His grammar is constructed such that the formula only has two types of derivations:
- always-true derivations:
- generate a shallow tree leaving the disjunctive groups unspecified
- within each disjunctive group, pick one of the three disjuncts and expand it such that it becomes true
- expand the remaining disjuncts of each group randomly
- probably-consistency derivations:
- pick one of the n variables and generate a deep tree in which that variable is assigned a consistent truth value throughout the parse tree
- expand the remaining disjuncts of each group randomly
Parse trees from the first group always make the formula true and are sometimes consistent. Parse trees from the second group are more likely than chance to be consistent and may occasionally be true. All parse trees result in the same surface string, which is equal to the logical formula.

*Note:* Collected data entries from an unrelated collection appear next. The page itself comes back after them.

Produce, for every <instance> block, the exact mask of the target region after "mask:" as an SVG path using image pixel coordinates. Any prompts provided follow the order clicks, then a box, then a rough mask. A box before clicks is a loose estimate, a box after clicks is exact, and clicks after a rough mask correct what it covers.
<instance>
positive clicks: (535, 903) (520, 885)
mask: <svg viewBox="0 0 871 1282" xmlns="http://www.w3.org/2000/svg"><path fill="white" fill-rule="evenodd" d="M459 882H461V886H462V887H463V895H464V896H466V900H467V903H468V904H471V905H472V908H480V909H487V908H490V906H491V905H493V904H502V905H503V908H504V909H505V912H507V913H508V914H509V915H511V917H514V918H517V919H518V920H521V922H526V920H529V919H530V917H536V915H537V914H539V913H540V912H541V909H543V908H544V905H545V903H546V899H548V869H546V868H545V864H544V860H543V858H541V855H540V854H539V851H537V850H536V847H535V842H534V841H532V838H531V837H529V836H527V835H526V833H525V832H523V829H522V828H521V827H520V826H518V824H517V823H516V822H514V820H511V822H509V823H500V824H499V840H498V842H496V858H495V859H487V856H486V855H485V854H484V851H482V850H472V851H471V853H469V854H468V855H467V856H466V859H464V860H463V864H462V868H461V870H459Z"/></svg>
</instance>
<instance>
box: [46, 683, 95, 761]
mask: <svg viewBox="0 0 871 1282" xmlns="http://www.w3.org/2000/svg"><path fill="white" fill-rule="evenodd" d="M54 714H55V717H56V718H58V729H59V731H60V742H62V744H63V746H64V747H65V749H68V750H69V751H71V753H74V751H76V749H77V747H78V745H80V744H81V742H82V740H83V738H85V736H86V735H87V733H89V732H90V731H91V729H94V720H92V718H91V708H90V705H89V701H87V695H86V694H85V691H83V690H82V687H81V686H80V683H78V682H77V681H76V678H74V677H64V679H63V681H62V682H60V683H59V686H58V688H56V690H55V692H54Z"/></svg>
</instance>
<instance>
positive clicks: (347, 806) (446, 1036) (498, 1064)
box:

If a parse tree is both true and consistent, it can derived in at least one way using the first method, and in at least n ways using the second method. The probability of a parse tree that solves the 3SAT problem is therefore higher than the probability of a parse tree that does not. By choosing the probabilities of the various subtrees well, it is possible to pick a threshold such that the existence of a high-probability tree is exactly equivalent to a positive resolution of the 3SAT problem.
The grammar constructed by Sima'an to translate 3SAT to most-likely-parse.
Obviously, I am leaving out some details here, but this is the idea of the proof. I should note that Sima'an's own proof has a what might be considered a minor error, in that he reversed the roles of the truth values and the literals in the parse tree, so that the surface sentence is a string of truth values. This makes no sense because it assumes a solution to the 3SAT problem is given as part of the input, but fortunately, it is an easy error to fix.